Отсюда странный дуализм во мнениях об эротическом, и отсюда – изображение эротического, исходящее из двух совершенно противоположных сторон.
Резкости этих контрастов способствует еще одно обстоятельство. Наша половая жизнь, точно так же как и все остальное, физически в нас локализована и отдельна от прочих функций. Половая жизнь воздействует централизованно и так же обширно, как деятельность головного мозга, но отличие ее в том, что при этом она выступает на передний план намного грубее и выразительнее.
Да, «темное» чувство этого феномена любви может само прийти к влюбленным, и, возможно, это явится одной из самых сильных причин того глубокого инстинктивного стыда, который будут испытывать юные непорочные люди по отношению к своей физической связи. Этот первоначальный стыд не всегда восходит только к недостаточному опыту, а возникает спонтанно: они считали и ощущали любовь как целостность всей их взволнованной сущности, и этот переход к специальному физическому процессу, к процессу, на который падает ударение, сбивает с толку: это походит на то, как ни парадоксально это звучит, как если бы между двоими присутствовал еще и третий. И это вызывает такое ощущение, будто они сблизились преждевременно, в безусловном расточительстве своей духовной общности.

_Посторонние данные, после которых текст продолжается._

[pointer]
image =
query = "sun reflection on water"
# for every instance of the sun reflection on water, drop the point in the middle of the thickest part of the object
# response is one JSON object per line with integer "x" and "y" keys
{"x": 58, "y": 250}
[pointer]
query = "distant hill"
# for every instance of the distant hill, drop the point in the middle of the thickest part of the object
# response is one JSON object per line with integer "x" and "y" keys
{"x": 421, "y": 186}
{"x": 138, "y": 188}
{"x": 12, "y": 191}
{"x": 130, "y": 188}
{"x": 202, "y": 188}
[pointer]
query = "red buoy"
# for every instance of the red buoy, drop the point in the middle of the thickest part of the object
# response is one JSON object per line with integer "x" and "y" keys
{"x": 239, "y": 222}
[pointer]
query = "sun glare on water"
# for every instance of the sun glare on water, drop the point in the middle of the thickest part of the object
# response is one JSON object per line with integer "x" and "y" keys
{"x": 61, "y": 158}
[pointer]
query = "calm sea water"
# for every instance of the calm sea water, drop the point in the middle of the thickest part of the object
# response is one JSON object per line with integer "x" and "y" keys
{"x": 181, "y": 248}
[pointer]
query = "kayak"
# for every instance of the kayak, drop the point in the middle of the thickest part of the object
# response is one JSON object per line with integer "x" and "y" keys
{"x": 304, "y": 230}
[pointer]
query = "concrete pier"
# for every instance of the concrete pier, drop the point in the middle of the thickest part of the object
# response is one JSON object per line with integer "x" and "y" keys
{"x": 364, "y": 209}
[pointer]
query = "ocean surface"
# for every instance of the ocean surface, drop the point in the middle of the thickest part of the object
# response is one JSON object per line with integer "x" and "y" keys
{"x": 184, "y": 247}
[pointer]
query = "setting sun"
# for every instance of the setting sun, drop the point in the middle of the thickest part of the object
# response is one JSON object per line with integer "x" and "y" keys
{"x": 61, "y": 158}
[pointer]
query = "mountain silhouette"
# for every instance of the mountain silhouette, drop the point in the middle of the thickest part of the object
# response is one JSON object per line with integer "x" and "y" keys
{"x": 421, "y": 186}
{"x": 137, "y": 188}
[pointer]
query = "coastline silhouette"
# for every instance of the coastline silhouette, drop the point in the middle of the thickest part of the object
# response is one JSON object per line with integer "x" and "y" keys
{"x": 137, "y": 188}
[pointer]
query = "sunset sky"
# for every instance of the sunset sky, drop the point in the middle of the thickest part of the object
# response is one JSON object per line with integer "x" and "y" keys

Тем не менее это сближение пробуждает в человеке пьянящее, ликующее взаимодействие продуктивных сил его тела с наивысшим духовным подъемом. И хотя нашему сознанию наша же собственная телесность знакома довольно плохо, и еще меньше подлежит контролю тот мир, с которым мы должны вступить в соединение, став единой сущностью, неожиданно возникает такая остро ощущаемая иннервация между ними, что все желания вспыхивают в одночасье, разом и одновременно.

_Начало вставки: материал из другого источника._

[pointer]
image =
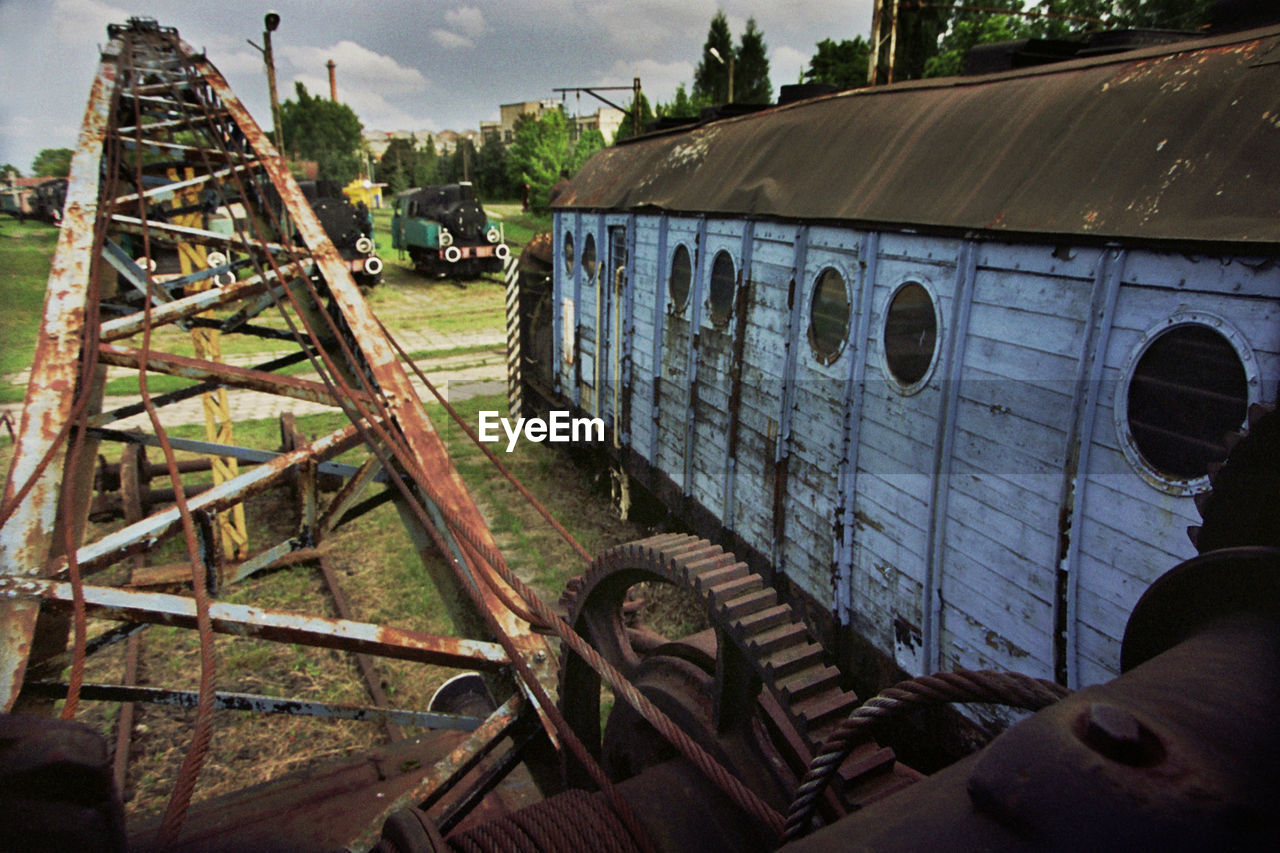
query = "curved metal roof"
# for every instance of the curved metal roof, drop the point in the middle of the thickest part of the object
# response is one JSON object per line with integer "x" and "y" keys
{"x": 1171, "y": 144}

Справедливо утверждение: всякая любовь – счастье, даже несчастливая. Справедливость этого выражения можно признать полностью, без всякой сентиментальности, понимая это как счастье любви в самом себе, которая в присущем ей праздничном волнении будто бы зажигает сто тысяч ярких свечей в затаенных уголках нашего существования, чей блеск яркими лучами озаряет нас изнутри. Потому люди с истинной душевной силой и глубиной знают о любви еще до того, как полюбили, – подобно Эмилии Бронте.

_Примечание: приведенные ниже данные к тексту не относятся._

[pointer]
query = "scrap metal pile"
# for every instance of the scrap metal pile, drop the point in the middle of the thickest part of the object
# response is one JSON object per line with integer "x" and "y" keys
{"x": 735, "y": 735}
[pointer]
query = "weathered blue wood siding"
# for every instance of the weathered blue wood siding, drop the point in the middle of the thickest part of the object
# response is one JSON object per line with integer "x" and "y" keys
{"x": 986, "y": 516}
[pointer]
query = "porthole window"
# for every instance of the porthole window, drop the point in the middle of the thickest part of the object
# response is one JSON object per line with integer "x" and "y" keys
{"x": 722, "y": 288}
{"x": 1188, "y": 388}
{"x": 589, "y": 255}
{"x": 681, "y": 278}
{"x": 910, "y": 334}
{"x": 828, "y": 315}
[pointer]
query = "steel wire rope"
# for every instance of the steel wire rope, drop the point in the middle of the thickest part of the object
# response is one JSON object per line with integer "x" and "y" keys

В эротическом опыте реальной жизни любовь и обладание другим человеком прибавляют к этому глубинному опыту особый вид счастья, как бы удвоенного, подобно эффекту эха. Удивление и радость от того, что вещи изнутри откликаются на наш возглас ликования.
Поэтому любой вид духовно-творческой деятельности в эротическом состоянии с особой силой подвержен влиянию, порою он повышается, воодушевляется, и это случается даже в тех сферах, которые практически очень далеко лежат от всего личного.
Обращенный в эту творческую глубину, наш дух, находясь в таком бессознательно-эротическом состоянии, обнаруживает силы, которые до этого были неведомы нам, наряду с утратой других сил, которые были известны ранее.
Это звучит странно, но есть тем не менее чудесные стороны бытия, которые воистину в полной мере связывают влюбленного с хваленой детской непосредственностью гениально творящих натур.
Эта детская непосредственность, в которую, в силу эротического омоложения, может впасть самый благоразумный и закоренелый педант, отличает строжайшим и неподкупнейшим образом подлинно эротическое от любого рода похоти, ибо та всегда остается изолированной, локальной в своем телесном возбуждении и не вызывает того исключительного состояния опьянения, которое охватывает человека целиком.
Определенные вещи стилизуются, ощущаются как бы вне реальности в своем собственном мире, и, может, потому, что они поэтически наполнены, и могут только в такой форме вообще восприниматься.
Художник выбирает только те вещи, которые его настраивают продуктивно, вплоть до гениальности, он может выбирать к тому же только определенные их стороны, а также только определенные отношения их сущности к самому себе, не обращая внимания на прочие качества.
Что касается объекта нашей любви, то не мы открываем его, как и не мы выбираем его для себя – мы выбираем в нем только то, что как раз необходимо нам, чтобы это открылось в нас самих. Поэтому любовь и творчество в корне своем тождественны.
Вот почему чувство эротического в нас, без всякого сомнения, должно быть по сути своей точно таким, как гениальное творчество, которое воспринимают чаще как периодичность, которое приходит и прерывается, и чью интенсивность или полноту счастья совершенно определенно измерить в отдельном случае нельзя, как нельзя предположить и его продолжительность. И все же, при любых обстоятельствах, сильное любовное чувство неспособно поверить до конца в крах своих же иллюзий.